Escuchamos una melodía melancólica a lo lejos proveniente de una flauta dulce.
Agarré de las manos suyas y le llevé hacia el lugar del que salía la hermosa
música, doblando por el callejón, saliendo a una calle que tenía una ínfima
plazoleta en una esquina del suburbio porteño. A primera vista no vimos por
donde seguir, hasta que (guiados por la música) vimos una puertita de hierro
oxidado que estaba abierta.
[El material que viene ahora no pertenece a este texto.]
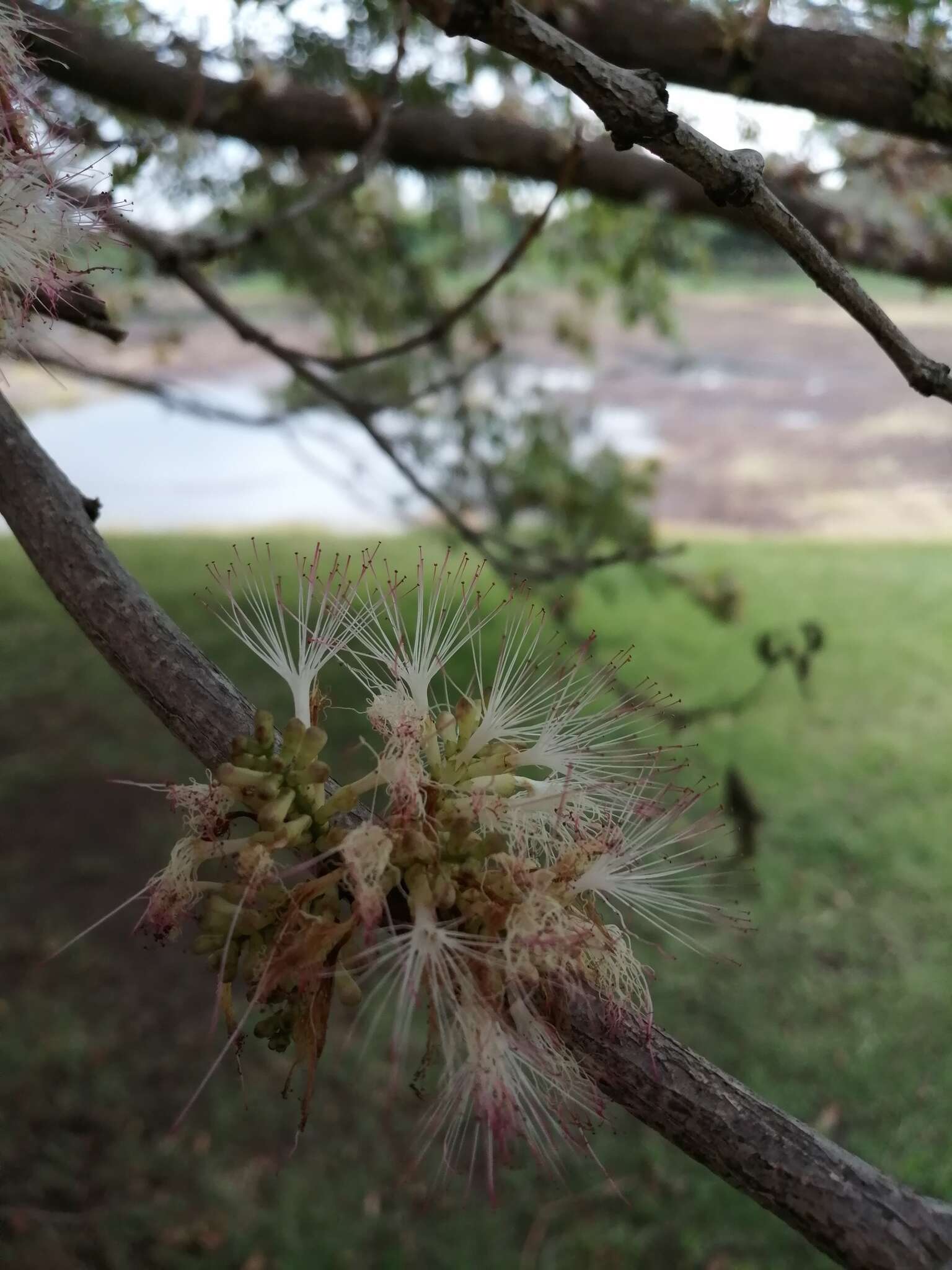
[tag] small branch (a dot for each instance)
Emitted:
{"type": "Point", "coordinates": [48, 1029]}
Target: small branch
{"type": "Point", "coordinates": [170, 397]}
{"type": "Point", "coordinates": [633, 109]}
{"type": "Point", "coordinates": [857, 1214]}
{"type": "Point", "coordinates": [362, 413]}
{"type": "Point", "coordinates": [438, 329]}
{"type": "Point", "coordinates": [201, 251]}
{"type": "Point", "coordinates": [188, 694]}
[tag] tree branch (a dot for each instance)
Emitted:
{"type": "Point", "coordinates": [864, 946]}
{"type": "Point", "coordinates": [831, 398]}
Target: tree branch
{"type": "Point", "coordinates": [444, 323]}
{"type": "Point", "coordinates": [853, 1212]}
{"type": "Point", "coordinates": [632, 107]}
{"type": "Point", "coordinates": [434, 139]}
{"type": "Point", "coordinates": [880, 84]}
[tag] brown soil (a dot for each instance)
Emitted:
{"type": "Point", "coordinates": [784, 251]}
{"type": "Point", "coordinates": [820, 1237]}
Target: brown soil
{"type": "Point", "coordinates": [774, 414]}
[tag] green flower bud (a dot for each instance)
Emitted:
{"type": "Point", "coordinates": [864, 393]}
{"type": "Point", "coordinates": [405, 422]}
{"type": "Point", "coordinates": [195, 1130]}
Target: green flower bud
{"type": "Point", "coordinates": [265, 728]}
{"type": "Point", "coordinates": [273, 813]}
{"type": "Point", "coordinates": [314, 742]}
{"type": "Point", "coordinates": [293, 739]}
{"type": "Point", "coordinates": [346, 986]}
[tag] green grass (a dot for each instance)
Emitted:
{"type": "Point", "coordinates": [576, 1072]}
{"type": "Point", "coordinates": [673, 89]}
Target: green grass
{"type": "Point", "coordinates": [839, 1013]}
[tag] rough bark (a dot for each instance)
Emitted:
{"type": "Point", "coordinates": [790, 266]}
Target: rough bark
{"type": "Point", "coordinates": [175, 680]}
{"type": "Point", "coordinates": [857, 1214]}
{"type": "Point", "coordinates": [879, 83]}
{"type": "Point", "coordinates": [433, 140]}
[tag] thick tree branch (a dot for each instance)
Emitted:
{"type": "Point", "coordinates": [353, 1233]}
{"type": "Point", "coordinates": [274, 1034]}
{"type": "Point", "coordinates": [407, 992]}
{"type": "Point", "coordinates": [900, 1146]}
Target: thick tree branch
{"type": "Point", "coordinates": [432, 140]}
{"type": "Point", "coordinates": [632, 107]}
{"type": "Point", "coordinates": [858, 1215]}
{"type": "Point", "coordinates": [881, 84]}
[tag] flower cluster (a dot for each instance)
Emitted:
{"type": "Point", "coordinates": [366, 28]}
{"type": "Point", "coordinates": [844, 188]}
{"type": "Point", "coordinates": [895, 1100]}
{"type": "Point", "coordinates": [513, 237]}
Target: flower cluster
{"type": "Point", "coordinates": [40, 226]}
{"type": "Point", "coordinates": [509, 827]}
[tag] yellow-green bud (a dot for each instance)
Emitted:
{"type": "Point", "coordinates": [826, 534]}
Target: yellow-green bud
{"type": "Point", "coordinates": [347, 987]}
{"type": "Point", "coordinates": [265, 728]}
{"type": "Point", "coordinates": [446, 730]}
{"type": "Point", "coordinates": [273, 813]}
{"type": "Point", "coordinates": [314, 742]}
{"type": "Point", "coordinates": [293, 739]}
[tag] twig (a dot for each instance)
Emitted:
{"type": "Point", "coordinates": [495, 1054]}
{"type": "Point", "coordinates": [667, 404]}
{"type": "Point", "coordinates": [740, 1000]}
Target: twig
{"type": "Point", "coordinates": [362, 413]}
{"type": "Point", "coordinates": [202, 249]}
{"type": "Point", "coordinates": [170, 397]}
{"type": "Point", "coordinates": [857, 1214]}
{"type": "Point", "coordinates": [438, 329]}
{"type": "Point", "coordinates": [633, 109]}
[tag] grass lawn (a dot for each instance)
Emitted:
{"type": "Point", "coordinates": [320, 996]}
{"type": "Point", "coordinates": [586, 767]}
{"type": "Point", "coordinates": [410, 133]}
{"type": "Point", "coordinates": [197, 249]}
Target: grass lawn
{"type": "Point", "coordinates": [839, 1011]}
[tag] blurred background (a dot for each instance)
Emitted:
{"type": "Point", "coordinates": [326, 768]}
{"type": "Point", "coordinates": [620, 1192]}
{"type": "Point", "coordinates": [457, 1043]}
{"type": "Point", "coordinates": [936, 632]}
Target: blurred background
{"type": "Point", "coordinates": [632, 379]}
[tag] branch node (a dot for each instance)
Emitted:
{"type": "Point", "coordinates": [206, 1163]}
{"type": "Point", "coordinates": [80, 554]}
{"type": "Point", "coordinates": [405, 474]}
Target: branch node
{"type": "Point", "coordinates": [930, 378]}
{"type": "Point", "coordinates": [741, 180]}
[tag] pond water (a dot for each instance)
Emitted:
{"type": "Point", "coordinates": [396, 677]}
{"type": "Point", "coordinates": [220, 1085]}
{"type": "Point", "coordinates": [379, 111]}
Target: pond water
{"type": "Point", "coordinates": [155, 468]}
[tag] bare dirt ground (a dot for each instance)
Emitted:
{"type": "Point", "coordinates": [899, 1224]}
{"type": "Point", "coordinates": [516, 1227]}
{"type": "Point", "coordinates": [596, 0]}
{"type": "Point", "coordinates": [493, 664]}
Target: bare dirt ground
{"type": "Point", "coordinates": [770, 412]}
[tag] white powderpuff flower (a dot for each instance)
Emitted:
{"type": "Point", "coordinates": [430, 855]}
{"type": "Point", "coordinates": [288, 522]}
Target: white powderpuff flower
{"type": "Point", "coordinates": [588, 742]}
{"type": "Point", "coordinates": [177, 888]}
{"type": "Point", "coordinates": [366, 854]}
{"type": "Point", "coordinates": [203, 807]}
{"type": "Point", "coordinates": [428, 962]}
{"type": "Point", "coordinates": [506, 1089]}
{"type": "Point", "coordinates": [609, 962]}
{"type": "Point", "coordinates": [392, 653]}
{"type": "Point", "coordinates": [541, 819]}
{"type": "Point", "coordinates": [295, 630]}
{"type": "Point", "coordinates": [637, 868]}
{"type": "Point", "coordinates": [521, 685]}
{"type": "Point", "coordinates": [40, 228]}
{"type": "Point", "coordinates": [14, 63]}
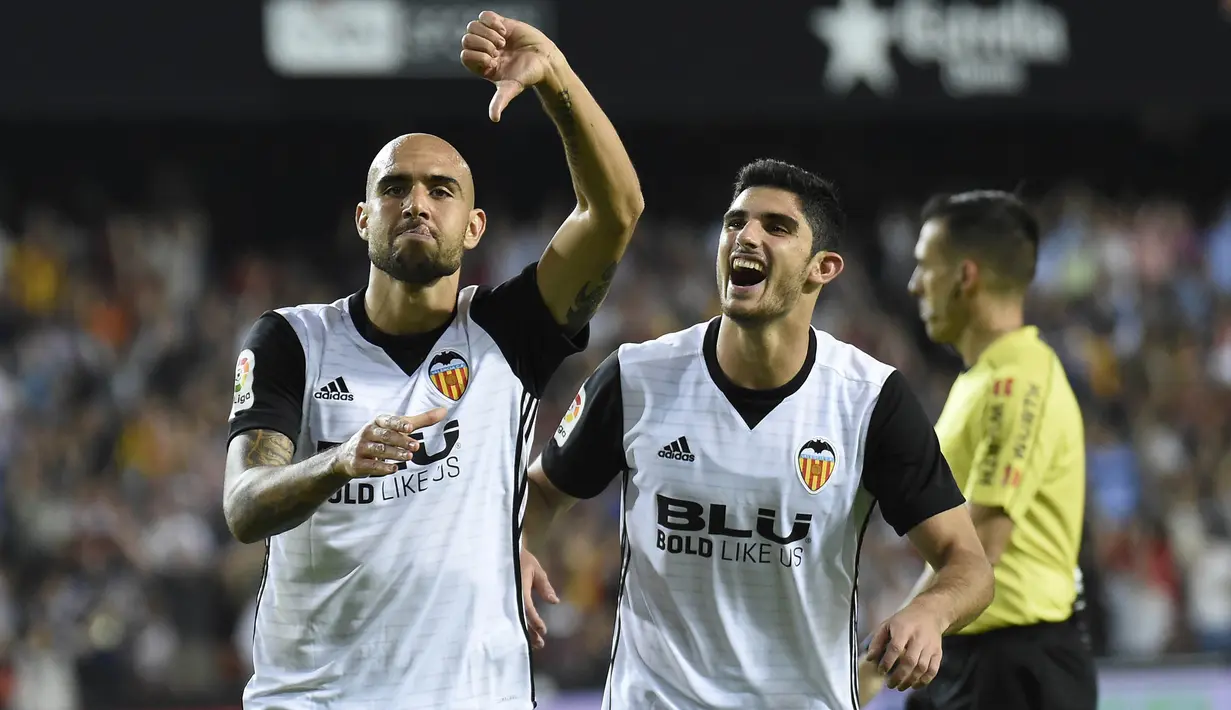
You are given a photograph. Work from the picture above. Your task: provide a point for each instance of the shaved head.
(415, 149)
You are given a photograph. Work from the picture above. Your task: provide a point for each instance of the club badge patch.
(815, 464)
(449, 374)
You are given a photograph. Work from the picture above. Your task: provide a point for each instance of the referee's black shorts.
(1037, 667)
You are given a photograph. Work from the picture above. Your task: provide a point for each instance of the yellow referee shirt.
(1013, 434)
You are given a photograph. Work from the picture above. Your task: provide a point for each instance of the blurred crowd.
(121, 585)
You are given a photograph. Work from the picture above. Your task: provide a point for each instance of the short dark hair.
(817, 197)
(994, 227)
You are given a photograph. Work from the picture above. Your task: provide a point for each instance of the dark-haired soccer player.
(752, 449)
(1013, 434)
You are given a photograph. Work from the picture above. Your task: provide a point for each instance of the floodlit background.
(168, 172)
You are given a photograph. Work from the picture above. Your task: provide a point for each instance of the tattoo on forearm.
(561, 110)
(266, 448)
(586, 304)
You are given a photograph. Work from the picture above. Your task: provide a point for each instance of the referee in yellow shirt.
(1013, 436)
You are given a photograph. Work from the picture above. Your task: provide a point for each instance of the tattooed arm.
(577, 267)
(266, 494)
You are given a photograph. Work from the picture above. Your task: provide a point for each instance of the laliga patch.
(449, 374)
(570, 417)
(244, 367)
(815, 464)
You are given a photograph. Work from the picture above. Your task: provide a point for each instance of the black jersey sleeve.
(587, 448)
(904, 466)
(515, 315)
(270, 379)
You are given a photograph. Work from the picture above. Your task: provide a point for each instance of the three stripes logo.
(815, 464)
(677, 450)
(335, 391)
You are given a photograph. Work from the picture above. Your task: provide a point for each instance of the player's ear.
(361, 219)
(824, 267)
(475, 229)
(968, 275)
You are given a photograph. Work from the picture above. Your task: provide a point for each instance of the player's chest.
(953, 427)
(797, 459)
(351, 388)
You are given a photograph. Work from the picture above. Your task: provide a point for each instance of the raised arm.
(576, 270)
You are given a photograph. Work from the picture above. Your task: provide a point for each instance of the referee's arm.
(577, 267)
(1005, 478)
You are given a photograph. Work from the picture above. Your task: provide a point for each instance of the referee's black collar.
(388, 341)
(735, 393)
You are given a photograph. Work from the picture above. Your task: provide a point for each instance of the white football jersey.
(401, 591)
(744, 513)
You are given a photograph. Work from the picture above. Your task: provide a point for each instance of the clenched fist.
(382, 444)
(907, 647)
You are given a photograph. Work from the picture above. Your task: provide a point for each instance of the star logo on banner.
(858, 36)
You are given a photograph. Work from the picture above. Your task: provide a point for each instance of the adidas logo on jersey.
(335, 390)
(677, 450)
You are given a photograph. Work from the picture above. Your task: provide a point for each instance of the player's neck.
(398, 308)
(765, 356)
(991, 320)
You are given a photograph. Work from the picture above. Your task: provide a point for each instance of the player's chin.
(745, 311)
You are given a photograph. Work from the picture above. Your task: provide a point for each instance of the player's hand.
(870, 679)
(534, 580)
(907, 647)
(382, 443)
(509, 53)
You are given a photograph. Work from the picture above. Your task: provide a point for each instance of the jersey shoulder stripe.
(682, 343)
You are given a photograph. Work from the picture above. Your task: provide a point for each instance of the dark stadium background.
(168, 171)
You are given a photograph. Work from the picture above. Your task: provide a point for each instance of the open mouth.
(746, 272)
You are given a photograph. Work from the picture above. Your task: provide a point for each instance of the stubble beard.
(415, 268)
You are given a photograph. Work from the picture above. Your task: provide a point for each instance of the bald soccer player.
(378, 444)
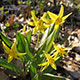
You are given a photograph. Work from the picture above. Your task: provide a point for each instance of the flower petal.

Al pasar comenzamos a escuchar violines y cellos
tocando con armonías ampliamente cromáticas y disonantes.
Al llegar
al salón en que transcurría la música vimos a un grupo de cadáveres tocando los
instrumentos y a un demoño dirigiendo la orquesta. Entre su público estaba una
elite insospechada, cubierta en joyas, oro y plata, entre los cuales estaba
Roca (genocida argentino del siglo XIX), Mantieri y Liar. Bebían de copas
llenas de sangre fermentada. Vi caérsele un flautín a uno de los músicos, sus
huesos se esparcieron por el suelo. Lo tomé y tuve la impresión de que había
cometido soberano error que me llevó a pensar que estaría atrapado para
siempre. Nos dimos vuelta y salimos de la cueva urbana para encontrarnos en
mataderos, y realizarnos que no había ocurrido nada de eso, que seguíamos en
constitución, escabiando, en el umbral de una vieja iglesia. Toqué una pequeña
melodía dulce en el flautín en homenaje a la persona a quien amaba, que estaba
a mi lado. Miramos al cielo nocturno, estaba nublado, miramos a la tierra,
estaba meada, nos miramos, nos tomamos el uno al otro. Solo por eso no sería
otro día mas para el olvido.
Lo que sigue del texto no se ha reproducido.